Gotik mimari, ortaçağ şehirleri ve ürkütücü kalelerle ilgileniyor olun, Romanya çok daha fazlasını sunuyor. Drakula efsanesine rağmen, Romanya’nın kırsal kesimi manzaralı tarım arazileri, güzel kaleler ve diğer simge yapılarla doludur. Kont’un popülaritesine rağmen, macera duygunuzdan ödün vermeden turist tuzaklarından kaçınabilir ve Romanya’nın gerçek güzelliğini yaşayabilirsiniz. Doğa yürüyüşü ile ilgileniyorsanız, çok günlük bir yürüyüş deneyimi olan Fagaras Dağları trekkingine katılmayı düşünün. Bu rota, Avrupa’nın en uzun yüksek dağ geçişlerinden biri olan Fagaras Dağları’nın ana sırtını takip ediyor. Ülkenin en yüksek zirvelerinden biri olan ünlü Negoiu zirvesini ve Moldoveanu’yu geçeceksiniz.
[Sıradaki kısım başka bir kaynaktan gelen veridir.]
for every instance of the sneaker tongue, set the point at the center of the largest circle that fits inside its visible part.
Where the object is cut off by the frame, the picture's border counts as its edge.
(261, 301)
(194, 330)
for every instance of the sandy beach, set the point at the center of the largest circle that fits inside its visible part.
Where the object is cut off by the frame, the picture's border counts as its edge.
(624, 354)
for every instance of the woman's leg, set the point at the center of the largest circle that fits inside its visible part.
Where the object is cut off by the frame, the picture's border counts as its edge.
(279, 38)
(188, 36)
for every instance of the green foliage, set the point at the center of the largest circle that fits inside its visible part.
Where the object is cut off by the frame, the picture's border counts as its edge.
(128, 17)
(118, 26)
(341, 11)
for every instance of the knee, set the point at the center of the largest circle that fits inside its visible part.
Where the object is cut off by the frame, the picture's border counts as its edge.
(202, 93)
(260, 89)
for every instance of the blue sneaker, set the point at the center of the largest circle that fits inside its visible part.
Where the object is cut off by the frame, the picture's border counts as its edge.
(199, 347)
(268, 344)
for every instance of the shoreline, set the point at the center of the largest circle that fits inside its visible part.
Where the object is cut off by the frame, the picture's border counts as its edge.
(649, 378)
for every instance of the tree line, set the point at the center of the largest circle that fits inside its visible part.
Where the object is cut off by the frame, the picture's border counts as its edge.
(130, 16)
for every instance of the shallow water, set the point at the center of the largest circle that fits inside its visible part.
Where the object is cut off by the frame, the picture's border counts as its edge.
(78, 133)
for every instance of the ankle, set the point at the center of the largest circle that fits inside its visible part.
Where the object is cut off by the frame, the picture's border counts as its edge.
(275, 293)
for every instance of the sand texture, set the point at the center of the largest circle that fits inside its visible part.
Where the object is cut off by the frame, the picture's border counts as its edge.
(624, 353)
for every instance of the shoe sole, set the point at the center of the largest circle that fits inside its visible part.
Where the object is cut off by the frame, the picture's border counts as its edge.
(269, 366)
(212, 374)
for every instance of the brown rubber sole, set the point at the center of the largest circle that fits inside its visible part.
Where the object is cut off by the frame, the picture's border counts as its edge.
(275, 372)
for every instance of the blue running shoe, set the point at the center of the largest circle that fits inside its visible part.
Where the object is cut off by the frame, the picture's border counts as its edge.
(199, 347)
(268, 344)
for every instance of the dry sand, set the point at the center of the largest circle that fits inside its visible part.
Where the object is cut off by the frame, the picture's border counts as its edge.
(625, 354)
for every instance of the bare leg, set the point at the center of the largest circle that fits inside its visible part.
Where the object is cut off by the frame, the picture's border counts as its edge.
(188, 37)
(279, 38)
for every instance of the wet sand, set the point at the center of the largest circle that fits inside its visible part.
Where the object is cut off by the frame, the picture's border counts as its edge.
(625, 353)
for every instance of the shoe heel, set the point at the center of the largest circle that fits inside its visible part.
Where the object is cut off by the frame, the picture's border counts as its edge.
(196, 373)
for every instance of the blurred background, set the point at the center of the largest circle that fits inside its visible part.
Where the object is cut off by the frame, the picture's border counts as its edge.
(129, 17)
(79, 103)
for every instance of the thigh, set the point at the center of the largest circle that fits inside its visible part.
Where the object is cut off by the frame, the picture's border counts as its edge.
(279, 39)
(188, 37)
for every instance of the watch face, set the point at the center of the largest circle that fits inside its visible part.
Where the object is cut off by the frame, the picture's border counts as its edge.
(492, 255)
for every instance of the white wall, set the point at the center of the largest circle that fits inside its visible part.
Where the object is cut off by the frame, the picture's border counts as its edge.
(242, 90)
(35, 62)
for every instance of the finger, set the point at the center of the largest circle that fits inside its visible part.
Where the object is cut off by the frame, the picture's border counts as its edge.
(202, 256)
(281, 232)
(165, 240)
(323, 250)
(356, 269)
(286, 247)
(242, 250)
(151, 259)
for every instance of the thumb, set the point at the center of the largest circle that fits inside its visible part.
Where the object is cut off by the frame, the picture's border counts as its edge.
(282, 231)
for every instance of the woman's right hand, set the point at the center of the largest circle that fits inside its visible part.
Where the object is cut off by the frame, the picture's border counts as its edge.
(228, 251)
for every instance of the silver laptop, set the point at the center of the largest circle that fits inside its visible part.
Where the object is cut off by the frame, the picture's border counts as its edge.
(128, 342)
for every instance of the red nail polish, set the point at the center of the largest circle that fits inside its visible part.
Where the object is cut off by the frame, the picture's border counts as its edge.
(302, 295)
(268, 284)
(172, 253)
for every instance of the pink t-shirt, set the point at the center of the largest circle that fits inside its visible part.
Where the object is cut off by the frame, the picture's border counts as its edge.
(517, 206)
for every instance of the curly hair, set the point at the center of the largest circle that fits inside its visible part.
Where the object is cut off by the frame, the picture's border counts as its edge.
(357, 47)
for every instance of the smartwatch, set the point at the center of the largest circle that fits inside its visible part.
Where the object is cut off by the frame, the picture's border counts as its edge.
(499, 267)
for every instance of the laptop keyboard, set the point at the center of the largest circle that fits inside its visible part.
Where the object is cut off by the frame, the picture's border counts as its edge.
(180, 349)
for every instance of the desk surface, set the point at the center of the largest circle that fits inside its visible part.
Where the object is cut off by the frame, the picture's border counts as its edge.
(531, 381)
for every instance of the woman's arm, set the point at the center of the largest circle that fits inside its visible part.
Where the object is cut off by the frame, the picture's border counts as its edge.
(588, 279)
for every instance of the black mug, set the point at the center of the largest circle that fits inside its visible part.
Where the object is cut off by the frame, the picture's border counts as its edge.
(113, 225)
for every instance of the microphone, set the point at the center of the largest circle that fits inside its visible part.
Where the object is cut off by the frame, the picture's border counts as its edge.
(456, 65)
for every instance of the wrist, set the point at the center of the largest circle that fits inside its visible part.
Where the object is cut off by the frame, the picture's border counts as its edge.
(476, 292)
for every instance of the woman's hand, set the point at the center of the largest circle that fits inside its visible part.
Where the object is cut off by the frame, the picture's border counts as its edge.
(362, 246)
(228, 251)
Orta Çağ kasabası Sighisoara’da bulunan Kont’un eski ikametgahıVladDracul House, hala ayaktadır. Burası Kont’un asıl ikametgahı olmasa da, 1431’de doğduğu yer olduğu düşünülüyor. Hatta Romanya’ya yolunuz düşerse, VladTepeş’in M.Ö. ana meydandaki kutsal ev. Kont efsanesi burada başladı.
Vlad’ın babası Eflak voyvodası olarak görevi için savaştı, ancak birkaç yıl sonra atıldı. Yerel soylular, Vlad’ı yakalamayı ve onu Targoviste ile Bükreş arasında yarı yolda bulunan Balteni bataklıklarında öldürmeyi başardılar. Babasının ölümü, Dracula, Birçok Yüzün Prensi’nin yazarlarına Vlad’ın hayatı hakkında yazmaları için ilham verdi.